試着室の前に立ち、オリーヴ色の帆布のカーテンをじっと見つめていると、イリナが内側からカーテンをいきおいよくあけて、わたし、ロシアに帰ることにしたの、と言った。

片手でカーテンをつかみ、両脚をクロスさせて、革製のワンピースでポーズをとる目の前の女性が、わたしに相談もなくロシアに帰るとはとうてい思われない。だってわたしたち、とても仲がよいのだから。だがイリナはもういちど「帰ることにした」と言い、硝子の粉をかぶったのかと疑うくらい透きとおる顔色でこちらを見つめている。それでわたしにも、あ、これは本当に帰るな、とわかった。

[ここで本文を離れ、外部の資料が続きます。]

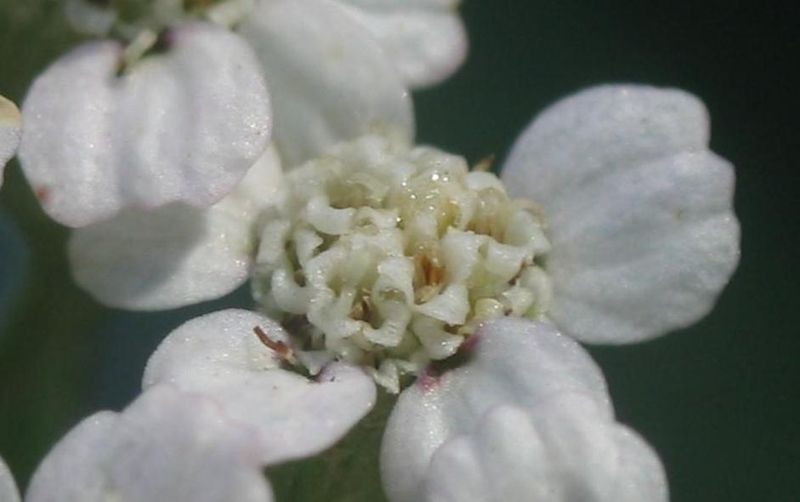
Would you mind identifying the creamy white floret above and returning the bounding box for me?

ワンピースの入った紙袋をさげ、イリナの部屋へゆく。小さなバルコンに出て、ロシア人の密集地域ってどっちにあるんだっけとたずねる。イリナは、あっちのほう、と指にはさんだ煙草で指し示してくれる。

「そこ行ってみたいな」
「止したほうがいいよ。排他的だから」
「へえ」
「もう少しなんとかなってほしいんだけど。どの国の人も、国籍で固まって住むとかえって難しい状況になるわ」
「ん。どうだろうねえ」
「ねえ、この国で死ねる?」

突然、イリナがわたしにたずねた。わたしは地球で死ねるのだったらどこでもいい、この星全体がわたしのなつかしい土地なのと答えた。するとイリナは、わかる、わかるよ、わかるけど、でもやっぱりここで死ぬのがわたしは怖いの、ロシアに帰ったって故郷もなければ家族もいないのにふしぎだねと呟いて、バルコンの棚にのせた植木鉢の根方に煙草の吸殻を落とそうとした。急に指先の灰がまくなぎのようにぱっと舞い上がった。そしてふいをつかれたわたしの胸元でつかのま風に撓んでみせたかと思うと、細い棒をはいあがる花蔓を避けてふわりと地面に散った。その無表情な灰の散華は、在るべき場所を追われ、ゆくあてを見つけられないとまどいの中でにわかに生き絶えたもののようだった。
故郷はまさに環世界の問題である。なぜなら、それはあくまでも主観的な産物であって、その存在についてはその環境をひじょうに厳密に知っていてもほとんどなんの根拠も示せないからである。問題は、どんな動物が故郷をもち、どんな動物がもたないかである。シャンデリアのまわりのきまった空間部分を行ったり来たりかすめ飛ぶイエバエは、だからといって故郷をもっているわけではない。これとは反対に、クモは巣をつくり、たえずそこで生活する。この巣はクモの家であるとともに故郷である。(ユクスキュル、クリザード『生物から見た世界』岩波文庫)
ヒトは故郷をもつ動物だ。わたしもヒトである以上、イエバエ同様シャンデリアのまわりを死ぬまで飛びつづけるのは、うーん、ちょっといやだ。けれども、この地球全体がわたしのなつかしい土地であると信じ、故郷の概念を押し広げさえすれば、いつか来るべき悲しみは存在しない。だから、とりあえず、そう信じることにしている。